Wednesday, June 1, 2011

Against the Attacks on Journalists

El Universal on the Sunday night grenade attack on the Saltillo paper Vanguardia:
No journalist is more than a common citizen, but as with every common citizen he has the right that the state --at all three levels of government-- guarantees his physical security as well as the conditions in which to carry out his job. And the issue goes even further.

Defending Vanguardia is not a simple matter of solidarity of colleagues, but rather a basic instinct of the survival of democracy in the country. Shutting up the media is the first step toward authoritarianism. The threats to free expression from organized crime are growing, principally in the North and central portion of the country, without their being detainees, much less convictions.

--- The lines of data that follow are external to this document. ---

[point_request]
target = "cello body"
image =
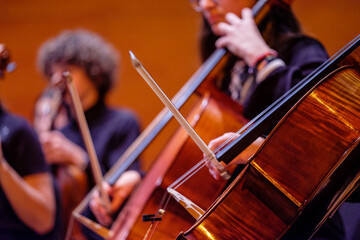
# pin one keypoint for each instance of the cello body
(305, 169)
(210, 119)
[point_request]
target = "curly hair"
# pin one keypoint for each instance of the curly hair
(84, 49)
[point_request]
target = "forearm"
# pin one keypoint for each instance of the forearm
(32, 198)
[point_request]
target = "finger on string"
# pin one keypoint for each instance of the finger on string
(224, 28)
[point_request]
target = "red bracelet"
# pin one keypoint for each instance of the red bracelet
(270, 54)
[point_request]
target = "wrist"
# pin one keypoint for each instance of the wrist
(263, 59)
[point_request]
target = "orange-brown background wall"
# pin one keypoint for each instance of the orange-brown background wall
(161, 33)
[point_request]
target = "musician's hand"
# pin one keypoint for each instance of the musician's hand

Gonzalo Marroquín, president of the Inter-American Press Society, is right when he asks the government for a swift investigation so as to avoid that savage acts like this continue to undermine the freedom of the press and that they adopt security measures for members of the newspaper. "If the responsible parties are not punished there is the risk that the violent parties fulfill their goal of intimidating the media, that they self-censor and that freedom of the press and the right of the public to be informed continues to be undermined."

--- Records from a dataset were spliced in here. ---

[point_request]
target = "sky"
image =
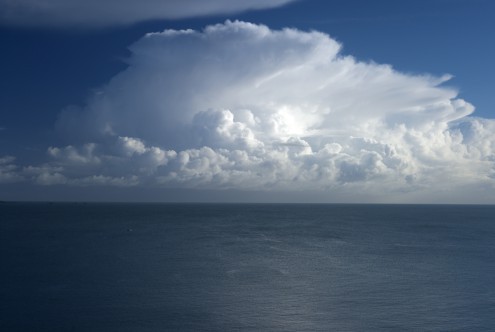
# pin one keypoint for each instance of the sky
(355, 101)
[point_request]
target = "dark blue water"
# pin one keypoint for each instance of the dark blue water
(138, 267)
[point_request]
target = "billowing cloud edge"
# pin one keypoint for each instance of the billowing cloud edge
(238, 106)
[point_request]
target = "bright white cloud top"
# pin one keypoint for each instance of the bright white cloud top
(240, 106)
(97, 13)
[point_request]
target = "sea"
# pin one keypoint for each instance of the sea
(246, 267)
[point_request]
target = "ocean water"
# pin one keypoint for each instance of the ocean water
(244, 267)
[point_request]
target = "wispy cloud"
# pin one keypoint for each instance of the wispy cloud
(241, 106)
(96, 13)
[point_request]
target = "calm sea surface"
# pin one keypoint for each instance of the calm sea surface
(194, 267)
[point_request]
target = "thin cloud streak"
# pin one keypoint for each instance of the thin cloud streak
(239, 106)
(96, 13)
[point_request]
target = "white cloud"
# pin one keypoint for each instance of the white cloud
(96, 13)
(240, 106)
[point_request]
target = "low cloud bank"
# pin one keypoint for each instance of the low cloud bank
(242, 107)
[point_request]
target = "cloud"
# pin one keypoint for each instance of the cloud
(239, 106)
(94, 13)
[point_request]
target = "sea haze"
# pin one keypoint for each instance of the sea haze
(246, 267)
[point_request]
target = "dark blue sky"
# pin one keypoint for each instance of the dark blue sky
(45, 69)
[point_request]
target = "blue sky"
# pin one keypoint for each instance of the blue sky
(49, 64)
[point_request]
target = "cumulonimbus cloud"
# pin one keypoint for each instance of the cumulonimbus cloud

Allowing criminals to control what is said is the same as having lost control of regions of the country, where there are powers above the state. Like feudal lords the criminals would decide who lives and who dies, who speaks and who doesn't. Coahuila is a state with proven greatness, with a booming society and economy, that don't deserve to live under siege. It is urgent that this be the first of many solved cases of aggression against the press.
It seems as though in recent months the number of attacks on journalists has dropped. However, even if I am correct (and I may well not be), without the government having done anything to punish the people responsible for attacks on the press, it's hard to see that possible decrease as more than a blip in an otherwise alarming and decade-long trend.